When the sample size is 62, a logistic regression of a binary response variable Y (attainment of clinical cure), on a binary independent variable, X₁, will have 80,22% power to detect a change in the probability that Y=1 from a value of 0,30 at baseline to 0,80, assuming the R² from the regression of X₁ on other Xs is 0,2, 85% of samples are in group X₁=1, and that the two-sided test is made at the 5% level.

Given the shortness of inpatients' follow-up, it was assumed that patients' drop-out will not occur. Both power analyses were carried out using nQuery 9.3.1 (ROT9 procedure).

The study will be composed by:

• a prospective recruitment period of 2 year after Ethics Committes' approvals and directorates' permissions to conduct the study (in any case not later than 30th June 2026);
• Follow-up period of 90-days from the occurrence of documented Gram-negative infections;
• Data collection and analysis, that will last 3 months For an overall duration of approximately 30 months Patients will undergo first beta-lactam TDM assessment at day +1 after starting therapy and subsequent reassessments at day +3, +5, and +7. Beta-lactam dosing will be adjusted according to recommendations provided by well-trained MD Clinical Pharmacologists in a real-time clinical pharmacological advice. Concomitant assessment of inflammatory biomarkers (i.e., C-reactive protein, procalcitonin, IL-6, IL-1, IL-12, IL-10, IL-8, and TNF-alfa) will be performed at the same timepoints of TDM samples. The assessment of cytokine serum levels will be performed at Unique Metropolitan Laboratory in Bologna. For patients treated with anti-Gram-negative combination regimens, TDM assessments and associated dosing adjustments will be performed also for fosfomycin, tigecycline, and aminoglycosides.

Notably, antibiotic TDM assessments will be performed by using the same blood sample collected for the routine daily monitoring of these patients, thus no additional blood samples will be collected.

In case of pneumonia, intrabdominal, and/or biliary infections, concomitant samples will be collected from bronchoalveolar lavage, abdominal fluid, and/or Kehr's tube for determining beta-lactams and/or other antibiotics concentrations at the site of infection when feasible. Notably, bronchoalveolar lavage represents the standard-of-care for the diagnosis of bacterial pneumonia and will be performed by ICU physicians according to clinical practice and independently from the inclusion of the patient in the study.

Notably, the proposed timepoints in which antibiotic TDM assessment will be performed are consistent with those currently adopted for standard clinical practice in special populations, such as OLT recipients (i.e., first assessment at 24 hours after starting antibiotic therapy at further reassessment every 48 hours). The same process is currently adopted also for the assessment of serum levels of common inflammatory biomarkers (i.e., C-reactive protein and procalcitonin).

In regard to the assessment of serum levels of pro/anti-inflammatory cytokines (i.e., IL-6, IL-1, IL-12, IL-10, IL-8, and TNF-alfa), these laboratory tests are not currently routinely performed, but only requested in specific cases at discretion of treating physician.

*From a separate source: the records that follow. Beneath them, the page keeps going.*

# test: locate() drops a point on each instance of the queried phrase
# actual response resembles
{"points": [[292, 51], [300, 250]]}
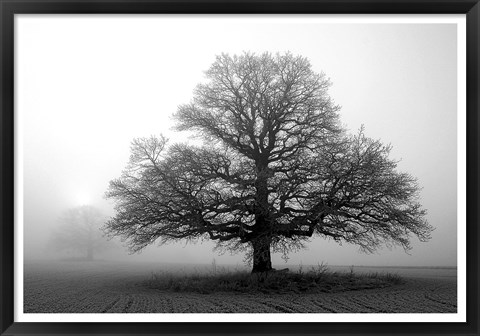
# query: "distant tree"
{"points": [[275, 169], [79, 232]]}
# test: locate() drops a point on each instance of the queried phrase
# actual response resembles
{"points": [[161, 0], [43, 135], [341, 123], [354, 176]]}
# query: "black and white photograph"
{"points": [[302, 168]]}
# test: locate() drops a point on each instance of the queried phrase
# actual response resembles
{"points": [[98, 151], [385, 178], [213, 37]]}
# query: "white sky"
{"points": [[87, 85]]}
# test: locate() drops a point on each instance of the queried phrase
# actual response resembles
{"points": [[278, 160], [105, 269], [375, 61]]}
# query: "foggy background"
{"points": [[86, 86]]}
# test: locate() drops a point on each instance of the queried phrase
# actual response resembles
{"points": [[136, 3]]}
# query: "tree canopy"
{"points": [[275, 169]]}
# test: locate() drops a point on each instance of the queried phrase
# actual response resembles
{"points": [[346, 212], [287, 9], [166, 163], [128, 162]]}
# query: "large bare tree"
{"points": [[275, 169]]}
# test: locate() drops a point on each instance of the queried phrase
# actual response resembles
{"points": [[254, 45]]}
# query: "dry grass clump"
{"points": [[316, 280]]}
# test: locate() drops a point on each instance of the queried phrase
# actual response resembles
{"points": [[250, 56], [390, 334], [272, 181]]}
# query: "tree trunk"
{"points": [[262, 261]]}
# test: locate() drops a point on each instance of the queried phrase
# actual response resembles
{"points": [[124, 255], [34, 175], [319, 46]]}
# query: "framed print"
{"points": [[245, 167]]}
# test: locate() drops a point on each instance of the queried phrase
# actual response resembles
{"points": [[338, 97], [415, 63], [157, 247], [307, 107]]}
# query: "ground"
{"points": [[106, 287]]}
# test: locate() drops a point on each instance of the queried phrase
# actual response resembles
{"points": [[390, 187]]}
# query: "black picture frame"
{"points": [[8, 9]]}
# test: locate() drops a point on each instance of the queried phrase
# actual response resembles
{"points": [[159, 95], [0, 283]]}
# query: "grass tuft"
{"points": [[316, 280]]}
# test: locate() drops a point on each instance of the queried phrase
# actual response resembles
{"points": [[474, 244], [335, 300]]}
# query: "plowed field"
{"points": [[100, 287]]}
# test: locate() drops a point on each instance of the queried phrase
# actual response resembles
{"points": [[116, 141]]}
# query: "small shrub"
{"points": [[317, 280]]}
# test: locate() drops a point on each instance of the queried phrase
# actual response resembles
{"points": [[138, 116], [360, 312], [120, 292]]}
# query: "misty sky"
{"points": [[87, 85]]}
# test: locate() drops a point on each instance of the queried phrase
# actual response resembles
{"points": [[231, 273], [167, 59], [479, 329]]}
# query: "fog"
{"points": [[86, 86]]}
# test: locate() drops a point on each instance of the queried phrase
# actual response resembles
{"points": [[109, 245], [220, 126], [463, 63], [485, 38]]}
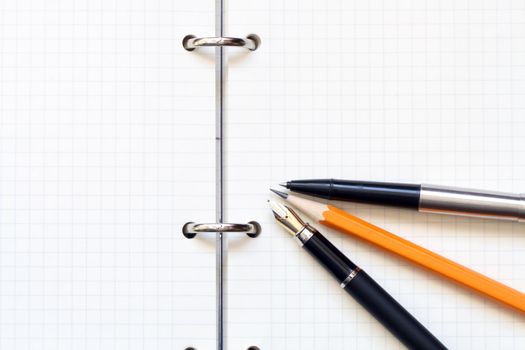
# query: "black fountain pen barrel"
{"points": [[329, 256], [383, 193], [391, 314]]}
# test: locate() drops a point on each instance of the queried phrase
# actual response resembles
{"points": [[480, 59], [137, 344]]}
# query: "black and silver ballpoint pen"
{"points": [[357, 282], [425, 198]]}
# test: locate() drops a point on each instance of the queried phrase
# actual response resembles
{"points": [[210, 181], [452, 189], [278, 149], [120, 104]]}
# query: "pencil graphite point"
{"points": [[280, 193]]}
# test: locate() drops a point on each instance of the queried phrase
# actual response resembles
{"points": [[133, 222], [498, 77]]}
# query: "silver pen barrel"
{"points": [[469, 202]]}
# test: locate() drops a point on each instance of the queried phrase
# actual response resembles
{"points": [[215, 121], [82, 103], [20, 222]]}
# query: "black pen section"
{"points": [[382, 193], [372, 296], [391, 314], [329, 256]]}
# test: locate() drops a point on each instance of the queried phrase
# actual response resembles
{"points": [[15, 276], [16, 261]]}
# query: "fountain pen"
{"points": [[425, 198], [357, 282]]}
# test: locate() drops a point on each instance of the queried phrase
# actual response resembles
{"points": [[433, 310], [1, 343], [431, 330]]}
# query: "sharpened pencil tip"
{"points": [[279, 193]]}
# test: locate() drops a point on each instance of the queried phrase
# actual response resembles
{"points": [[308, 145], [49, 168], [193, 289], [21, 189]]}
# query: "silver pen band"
{"points": [[468, 202], [350, 277]]}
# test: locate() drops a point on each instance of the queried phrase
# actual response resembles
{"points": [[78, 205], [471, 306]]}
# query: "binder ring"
{"points": [[251, 42], [252, 228]]}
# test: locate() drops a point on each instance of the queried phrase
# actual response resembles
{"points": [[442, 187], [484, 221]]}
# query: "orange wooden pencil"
{"points": [[336, 218]]}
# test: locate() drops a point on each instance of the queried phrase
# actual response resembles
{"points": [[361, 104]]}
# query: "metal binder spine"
{"points": [[190, 229]]}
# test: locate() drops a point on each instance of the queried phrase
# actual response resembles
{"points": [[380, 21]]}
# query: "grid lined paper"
{"points": [[406, 91], [106, 150]]}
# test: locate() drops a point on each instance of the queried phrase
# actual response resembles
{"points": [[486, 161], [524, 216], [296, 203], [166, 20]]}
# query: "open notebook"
{"points": [[107, 147]]}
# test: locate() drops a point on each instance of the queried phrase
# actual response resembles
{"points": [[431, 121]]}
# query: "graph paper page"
{"points": [[106, 150], [401, 91]]}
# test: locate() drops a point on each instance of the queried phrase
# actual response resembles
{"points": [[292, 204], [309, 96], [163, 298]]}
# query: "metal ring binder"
{"points": [[252, 228], [251, 42]]}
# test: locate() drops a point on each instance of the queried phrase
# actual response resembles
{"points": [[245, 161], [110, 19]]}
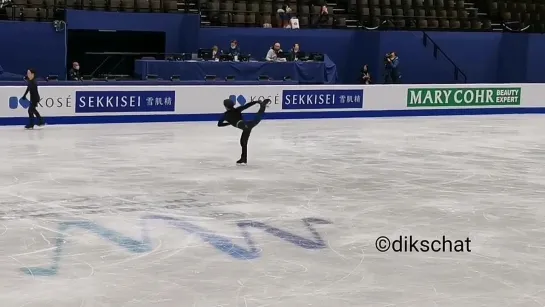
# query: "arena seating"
{"points": [[479, 15]]}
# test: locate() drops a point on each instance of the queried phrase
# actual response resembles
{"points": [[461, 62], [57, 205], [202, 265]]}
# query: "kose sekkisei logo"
{"points": [[459, 97], [45, 102], [125, 101], [243, 99], [322, 99]]}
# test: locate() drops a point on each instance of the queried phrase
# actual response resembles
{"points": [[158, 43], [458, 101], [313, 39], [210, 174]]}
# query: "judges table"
{"points": [[301, 72]]}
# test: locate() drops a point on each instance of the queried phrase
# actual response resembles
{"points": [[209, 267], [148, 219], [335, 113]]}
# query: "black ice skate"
{"points": [[265, 102]]}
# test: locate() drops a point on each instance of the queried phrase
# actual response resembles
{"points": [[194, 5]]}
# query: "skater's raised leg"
{"points": [[244, 145]]}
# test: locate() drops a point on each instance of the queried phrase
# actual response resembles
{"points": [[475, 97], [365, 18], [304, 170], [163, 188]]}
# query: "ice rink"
{"points": [[158, 215]]}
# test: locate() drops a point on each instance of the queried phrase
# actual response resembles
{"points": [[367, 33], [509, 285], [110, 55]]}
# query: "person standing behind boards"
{"points": [[272, 55], [32, 88], [74, 74], [295, 53], [365, 75], [234, 49]]}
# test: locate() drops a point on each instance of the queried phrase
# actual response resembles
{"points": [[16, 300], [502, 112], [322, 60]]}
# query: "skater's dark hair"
{"points": [[228, 103]]}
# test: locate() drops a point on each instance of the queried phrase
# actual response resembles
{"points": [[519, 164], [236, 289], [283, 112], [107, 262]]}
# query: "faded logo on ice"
{"points": [[223, 244], [125, 101]]}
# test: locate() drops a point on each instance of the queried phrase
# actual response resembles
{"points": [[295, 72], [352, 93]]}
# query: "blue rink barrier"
{"points": [[72, 120]]}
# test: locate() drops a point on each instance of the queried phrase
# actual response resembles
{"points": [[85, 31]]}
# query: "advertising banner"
{"points": [[125, 101], [463, 97], [322, 99], [115, 102]]}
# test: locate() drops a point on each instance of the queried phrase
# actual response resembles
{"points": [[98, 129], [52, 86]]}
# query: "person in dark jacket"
{"points": [[233, 117], [365, 75], [74, 74], [32, 89], [234, 49], [392, 73]]}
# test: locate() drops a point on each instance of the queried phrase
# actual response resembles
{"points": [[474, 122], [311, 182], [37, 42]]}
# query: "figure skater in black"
{"points": [[233, 117], [32, 88]]}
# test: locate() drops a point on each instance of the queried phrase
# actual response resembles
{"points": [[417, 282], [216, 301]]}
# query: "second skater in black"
{"points": [[32, 89], [233, 117]]}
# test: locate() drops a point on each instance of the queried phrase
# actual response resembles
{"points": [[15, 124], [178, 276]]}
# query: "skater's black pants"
{"points": [[33, 112], [246, 127]]}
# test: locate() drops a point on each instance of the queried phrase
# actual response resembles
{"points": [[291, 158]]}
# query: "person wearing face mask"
{"points": [[74, 74], [365, 75], [272, 55], [234, 49], [295, 53]]}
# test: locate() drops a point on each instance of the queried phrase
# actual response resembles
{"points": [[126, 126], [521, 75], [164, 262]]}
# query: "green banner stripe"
{"points": [[463, 97]]}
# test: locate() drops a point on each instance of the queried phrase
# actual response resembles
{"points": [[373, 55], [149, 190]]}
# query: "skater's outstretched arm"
{"points": [[221, 122], [26, 92], [248, 105]]}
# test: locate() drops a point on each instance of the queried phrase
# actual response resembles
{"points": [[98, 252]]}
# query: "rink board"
{"points": [[68, 104]]}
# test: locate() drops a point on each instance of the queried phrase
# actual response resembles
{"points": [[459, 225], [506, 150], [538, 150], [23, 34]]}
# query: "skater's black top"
{"points": [[234, 116], [32, 88]]}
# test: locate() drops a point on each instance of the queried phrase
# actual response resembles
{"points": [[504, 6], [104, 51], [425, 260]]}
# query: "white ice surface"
{"points": [[476, 177]]}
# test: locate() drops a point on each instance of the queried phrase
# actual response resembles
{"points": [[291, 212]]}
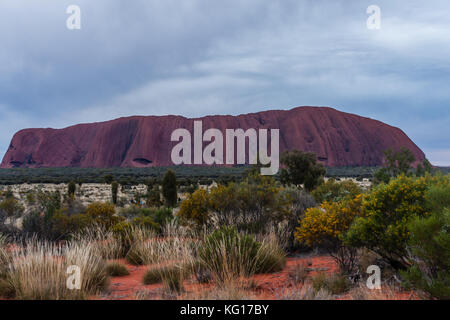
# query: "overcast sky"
{"points": [[200, 57]]}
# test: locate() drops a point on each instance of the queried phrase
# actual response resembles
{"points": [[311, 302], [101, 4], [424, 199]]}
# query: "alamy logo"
{"points": [[213, 152]]}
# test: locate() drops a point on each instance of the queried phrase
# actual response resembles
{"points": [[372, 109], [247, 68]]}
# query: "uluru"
{"points": [[338, 139]]}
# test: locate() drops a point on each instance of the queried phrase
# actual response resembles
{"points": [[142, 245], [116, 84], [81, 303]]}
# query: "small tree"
{"points": [[169, 188], [103, 214], [301, 168], [108, 179], [114, 190], [153, 196], [195, 208], [395, 163], [71, 188], [333, 190]]}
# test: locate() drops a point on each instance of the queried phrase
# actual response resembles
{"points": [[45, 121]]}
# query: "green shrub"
{"points": [[171, 276], [333, 191], [228, 254], [116, 269], [386, 213], [430, 247], [169, 188], [6, 289]]}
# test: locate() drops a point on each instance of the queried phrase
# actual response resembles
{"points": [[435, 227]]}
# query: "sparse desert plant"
{"points": [[39, 271], [430, 252], [383, 228], [385, 293], [270, 257], [230, 290], [305, 292], [324, 227], [228, 254], [298, 273], [94, 276], [107, 243], [172, 277], [335, 283], [117, 269], [149, 248]]}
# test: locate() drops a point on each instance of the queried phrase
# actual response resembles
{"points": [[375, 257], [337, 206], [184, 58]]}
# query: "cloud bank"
{"points": [[199, 57]]}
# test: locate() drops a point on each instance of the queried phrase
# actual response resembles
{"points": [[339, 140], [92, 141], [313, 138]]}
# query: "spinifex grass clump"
{"points": [[116, 269], [38, 271], [228, 254], [149, 248], [108, 244]]}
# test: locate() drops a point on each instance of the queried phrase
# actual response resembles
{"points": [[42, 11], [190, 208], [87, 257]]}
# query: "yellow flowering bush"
{"points": [[325, 226]]}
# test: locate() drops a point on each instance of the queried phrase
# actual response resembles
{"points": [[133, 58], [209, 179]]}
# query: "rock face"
{"points": [[338, 139]]}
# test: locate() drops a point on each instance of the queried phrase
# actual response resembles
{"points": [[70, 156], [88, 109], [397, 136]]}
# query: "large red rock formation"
{"points": [[338, 139]]}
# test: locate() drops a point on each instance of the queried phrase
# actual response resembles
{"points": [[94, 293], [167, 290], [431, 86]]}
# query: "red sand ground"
{"points": [[264, 286]]}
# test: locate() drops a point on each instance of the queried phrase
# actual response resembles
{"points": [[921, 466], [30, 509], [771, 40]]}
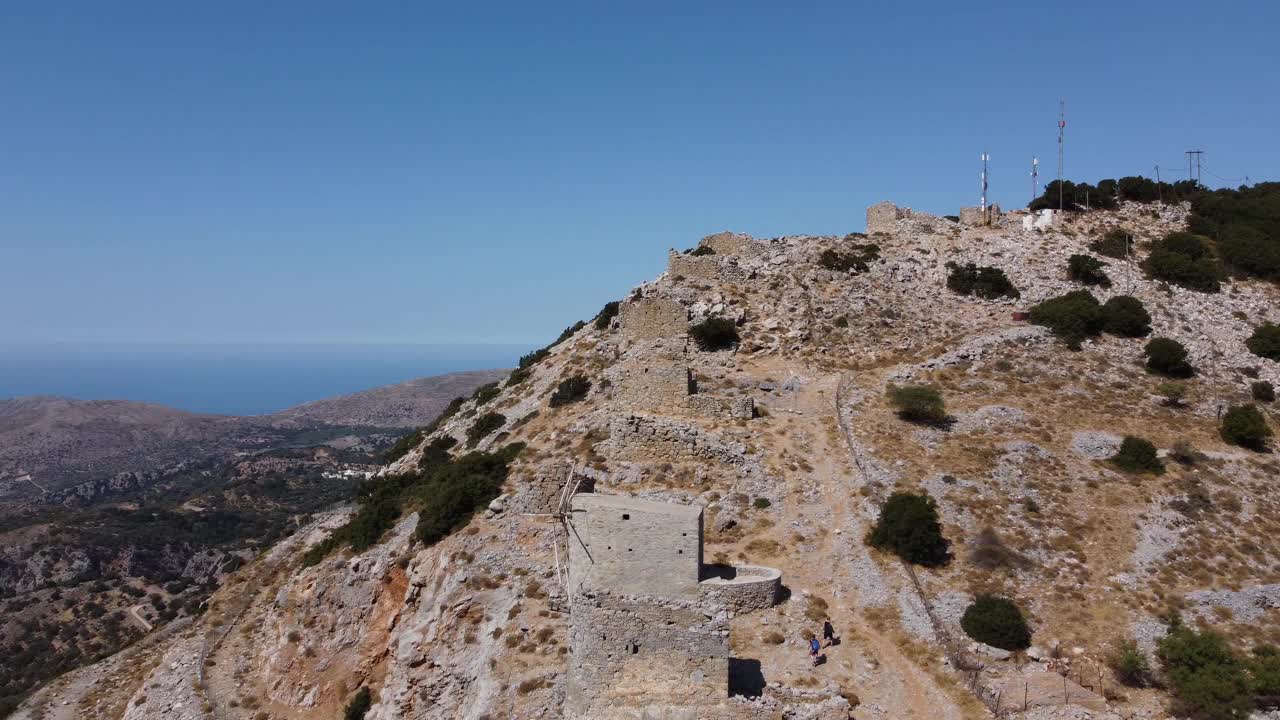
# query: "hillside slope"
{"points": [[475, 625]]}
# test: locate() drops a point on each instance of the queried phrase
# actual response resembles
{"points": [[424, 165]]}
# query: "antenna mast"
{"points": [[984, 156], [1061, 127], [1034, 177]]}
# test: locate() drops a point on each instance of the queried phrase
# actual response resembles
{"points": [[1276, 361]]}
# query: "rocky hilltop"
{"points": [[753, 383]]}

However, the assessment of serum levels of pro/anti-inflammatory cytokines will be performed by using the same blood sample collected for the routine daily monitoring of these patients, thus no additional blood samples will be collected. Furthermore, the costs required for determinations of serum levels of pro/anti-inflammatory cytokines will be covered by dedicated funds included in the budget of the project.